Public Write Contract

Every POST, PATCH, and DELETE under /api/v1 requires Idempotency-Key. This includes draft readiness checks because the request body can be replayed safely and consistently by API clients.

Header
Idempotency-Key
Characters
A-Z, a-z, 0-9, underscore, period, colon, and hyphen
Max length
160 characters
TTL
7 days
Scope
API token + method + path + key
Replay
Same key and same body returns the saved response.
Conflict
Same key with a different body returns IDEMPOTENCY_KEY_CONFLICT.
Storage
Responses under 500 are cached; 5xx responses are not cached.

Endpoints

GET/api/v1/me

Inspect the token, user, workspace, and organization context.

GET/api/v1/org

Inspect the active organization, workspace, and subscription context.

GET/api/v1/usage

Read monthly run usage and plan entitlements.

GET/api/v1/limits

Read limits, feature entitlements, and current usage counters.

GET/api/v1/workspaces

List workspaces visible to the token organization.

GET/api/v1/workflows

List workflow summaries for the token workspace.

GET/api/v1/workflows/{workflowId}

Fetch a curated workflow summary without raw graph secrets.

GET/api/v1/workflows/{workflowId}/readiness

Evaluate persisted workflow readiness for publish/run actions.

POST/api/v1/workflows/{workflowId}/readiness

Evaluate readiness against a supplied draft graph. Requires Idempotency-Key.

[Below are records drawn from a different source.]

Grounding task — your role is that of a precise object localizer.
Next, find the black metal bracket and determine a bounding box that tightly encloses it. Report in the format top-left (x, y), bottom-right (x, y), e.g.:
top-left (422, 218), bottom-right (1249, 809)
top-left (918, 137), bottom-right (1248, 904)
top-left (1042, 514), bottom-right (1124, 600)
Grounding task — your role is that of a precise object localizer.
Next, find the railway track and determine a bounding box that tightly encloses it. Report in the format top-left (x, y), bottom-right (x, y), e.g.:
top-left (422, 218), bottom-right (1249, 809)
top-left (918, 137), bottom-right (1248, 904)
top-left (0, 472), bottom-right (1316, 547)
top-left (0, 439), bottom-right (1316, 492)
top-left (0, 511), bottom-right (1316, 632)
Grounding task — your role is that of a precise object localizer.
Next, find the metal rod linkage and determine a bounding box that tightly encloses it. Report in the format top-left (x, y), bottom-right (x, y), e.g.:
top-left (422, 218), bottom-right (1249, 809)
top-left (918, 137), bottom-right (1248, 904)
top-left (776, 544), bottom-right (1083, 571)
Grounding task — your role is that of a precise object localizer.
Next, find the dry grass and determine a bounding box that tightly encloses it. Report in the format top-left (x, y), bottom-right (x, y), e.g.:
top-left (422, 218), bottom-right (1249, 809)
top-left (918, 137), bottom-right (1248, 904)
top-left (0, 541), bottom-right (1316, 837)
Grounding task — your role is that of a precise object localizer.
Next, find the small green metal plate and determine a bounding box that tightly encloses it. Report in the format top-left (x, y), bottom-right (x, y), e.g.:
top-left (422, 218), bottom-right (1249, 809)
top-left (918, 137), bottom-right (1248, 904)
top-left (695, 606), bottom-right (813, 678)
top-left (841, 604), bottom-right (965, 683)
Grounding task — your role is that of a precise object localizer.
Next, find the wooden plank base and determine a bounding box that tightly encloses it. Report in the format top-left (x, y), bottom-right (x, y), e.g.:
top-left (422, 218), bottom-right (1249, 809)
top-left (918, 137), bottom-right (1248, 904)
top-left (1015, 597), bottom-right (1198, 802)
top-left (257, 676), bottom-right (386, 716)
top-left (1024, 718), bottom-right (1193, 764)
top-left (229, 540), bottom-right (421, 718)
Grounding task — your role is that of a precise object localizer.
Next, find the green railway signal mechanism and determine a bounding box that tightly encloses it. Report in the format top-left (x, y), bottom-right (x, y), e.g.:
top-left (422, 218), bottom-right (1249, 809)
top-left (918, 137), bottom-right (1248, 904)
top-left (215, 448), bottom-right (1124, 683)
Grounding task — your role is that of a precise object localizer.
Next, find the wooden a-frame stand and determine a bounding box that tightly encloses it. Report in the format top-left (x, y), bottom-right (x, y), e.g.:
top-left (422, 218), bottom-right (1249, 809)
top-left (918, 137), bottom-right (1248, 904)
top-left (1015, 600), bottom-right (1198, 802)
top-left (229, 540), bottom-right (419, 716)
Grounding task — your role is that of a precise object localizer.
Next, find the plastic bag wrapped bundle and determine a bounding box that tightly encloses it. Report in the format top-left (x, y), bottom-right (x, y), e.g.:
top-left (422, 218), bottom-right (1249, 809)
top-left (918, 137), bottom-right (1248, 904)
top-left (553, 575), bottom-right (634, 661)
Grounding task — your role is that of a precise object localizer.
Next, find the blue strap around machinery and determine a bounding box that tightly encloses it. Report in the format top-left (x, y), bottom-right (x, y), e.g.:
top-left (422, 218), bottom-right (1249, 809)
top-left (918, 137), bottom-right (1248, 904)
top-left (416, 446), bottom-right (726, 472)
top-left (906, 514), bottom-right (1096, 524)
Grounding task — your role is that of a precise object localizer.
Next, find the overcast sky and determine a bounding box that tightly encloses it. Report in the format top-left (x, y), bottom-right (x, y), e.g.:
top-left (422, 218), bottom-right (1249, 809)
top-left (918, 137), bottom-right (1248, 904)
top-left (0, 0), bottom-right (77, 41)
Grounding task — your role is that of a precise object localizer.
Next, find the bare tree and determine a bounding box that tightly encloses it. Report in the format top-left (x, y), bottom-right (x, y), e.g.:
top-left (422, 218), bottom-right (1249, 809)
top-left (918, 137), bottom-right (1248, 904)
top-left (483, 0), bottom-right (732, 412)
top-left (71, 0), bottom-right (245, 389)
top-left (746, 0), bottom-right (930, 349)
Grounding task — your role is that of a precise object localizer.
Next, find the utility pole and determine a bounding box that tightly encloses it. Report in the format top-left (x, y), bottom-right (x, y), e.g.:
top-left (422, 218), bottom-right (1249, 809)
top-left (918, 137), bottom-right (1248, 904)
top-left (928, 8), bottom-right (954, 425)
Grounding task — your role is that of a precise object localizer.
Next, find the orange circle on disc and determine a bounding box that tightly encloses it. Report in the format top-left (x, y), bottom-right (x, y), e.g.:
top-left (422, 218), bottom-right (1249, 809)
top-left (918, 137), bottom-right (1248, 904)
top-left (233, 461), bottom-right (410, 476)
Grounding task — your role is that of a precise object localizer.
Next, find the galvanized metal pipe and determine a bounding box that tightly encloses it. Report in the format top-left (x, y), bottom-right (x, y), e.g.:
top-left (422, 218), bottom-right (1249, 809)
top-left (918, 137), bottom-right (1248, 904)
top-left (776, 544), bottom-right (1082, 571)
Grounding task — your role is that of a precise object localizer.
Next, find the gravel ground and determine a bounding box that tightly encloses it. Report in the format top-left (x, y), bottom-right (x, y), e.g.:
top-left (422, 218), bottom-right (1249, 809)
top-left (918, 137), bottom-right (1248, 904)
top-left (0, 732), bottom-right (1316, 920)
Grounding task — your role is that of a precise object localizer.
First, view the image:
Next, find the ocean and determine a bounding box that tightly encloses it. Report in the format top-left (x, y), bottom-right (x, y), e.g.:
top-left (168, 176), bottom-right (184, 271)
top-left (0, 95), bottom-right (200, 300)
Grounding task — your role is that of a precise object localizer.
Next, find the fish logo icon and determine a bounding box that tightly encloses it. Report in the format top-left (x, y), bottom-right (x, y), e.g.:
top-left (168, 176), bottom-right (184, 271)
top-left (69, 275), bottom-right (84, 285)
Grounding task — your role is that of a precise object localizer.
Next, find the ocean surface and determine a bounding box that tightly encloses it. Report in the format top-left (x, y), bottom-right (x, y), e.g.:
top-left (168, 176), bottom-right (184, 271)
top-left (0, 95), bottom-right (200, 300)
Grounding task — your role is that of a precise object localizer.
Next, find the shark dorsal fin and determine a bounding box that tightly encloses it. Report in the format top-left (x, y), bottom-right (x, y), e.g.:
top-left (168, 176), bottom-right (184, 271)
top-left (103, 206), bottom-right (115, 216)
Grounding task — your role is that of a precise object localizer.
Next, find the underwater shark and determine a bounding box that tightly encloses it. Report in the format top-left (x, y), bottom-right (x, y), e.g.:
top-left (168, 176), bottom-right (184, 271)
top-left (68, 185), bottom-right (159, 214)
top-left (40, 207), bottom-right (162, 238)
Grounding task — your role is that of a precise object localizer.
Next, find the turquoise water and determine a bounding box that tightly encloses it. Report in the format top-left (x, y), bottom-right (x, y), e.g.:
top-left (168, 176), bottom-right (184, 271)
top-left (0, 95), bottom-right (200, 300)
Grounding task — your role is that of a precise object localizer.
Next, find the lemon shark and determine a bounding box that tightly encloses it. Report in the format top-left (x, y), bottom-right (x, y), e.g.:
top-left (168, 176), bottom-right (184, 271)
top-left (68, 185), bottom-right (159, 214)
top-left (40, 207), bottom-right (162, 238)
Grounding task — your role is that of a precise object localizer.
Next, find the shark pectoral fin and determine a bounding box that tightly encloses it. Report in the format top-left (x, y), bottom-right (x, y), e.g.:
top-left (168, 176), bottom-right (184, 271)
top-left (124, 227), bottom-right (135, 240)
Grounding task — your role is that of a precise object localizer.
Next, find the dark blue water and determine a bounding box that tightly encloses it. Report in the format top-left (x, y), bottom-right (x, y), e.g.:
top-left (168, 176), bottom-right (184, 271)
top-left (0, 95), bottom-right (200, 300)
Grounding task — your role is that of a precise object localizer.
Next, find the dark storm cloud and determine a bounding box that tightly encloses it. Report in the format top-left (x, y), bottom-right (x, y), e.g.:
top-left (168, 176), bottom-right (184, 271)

POST/api/v1/workflows/{workflowId}/run

Queue a public API-triggered workflow run. Requires Idempotency-Key.

POST/api/v1/workflows/{workflowId}/publish

Publish a workflow after plan and readiness gates pass. Requires Idempotency-Key.

POST/api/v1/workflows/{workflowId}/pause

Pause a published workflow without editing its graph. Requires Idempotency-Key.

POST/api/v1/workflows/{workflowId}/resume

Resume a paused or auto-paused workflow after publish gates pass. Requires Idempotency-Key.

GET/api/v1/runs

List workflow run summaries with status, trigger, timing, and failure metadata.

GET/api/v1/runs/{runId}

Fetch run detail with redacted errors and step metadata.

GET/api/v1/templates

Search verified public templates and private workspace templates.

GET/api/v1/connections

List connection metadata and health without credential secrets.

GET/api/v1/webhook-endpoints

List outbound webhook endpoints.

POST/api/v1/webhook-endpoints

Create an HTTPS outbound webhook endpoint. Requires Idempotency-Key.

POST/api/v1/webhook-endpoints/{endpointId}/test

Queue a test delivery for an endpoint. Requires Idempotency-Key.

GET/api/v1/webhook-endpoints/{endpointId}/deliveries

List delivery attempts for an outbound endpoint.

POST/api/v1/webhook-deliveries/{deliveryId}/retry

Retry a failed or dead delivery. Requires Idempotency-Key.

GET/api/v1/support/tickets

List support tickets for the token workspace.

POST/api/v1/support/tickets

Create a support ticket and optional screenshot attachments.

POST/api/v1/support/tickets/{ticketId}/messages

Add a user reply to an existing support ticket.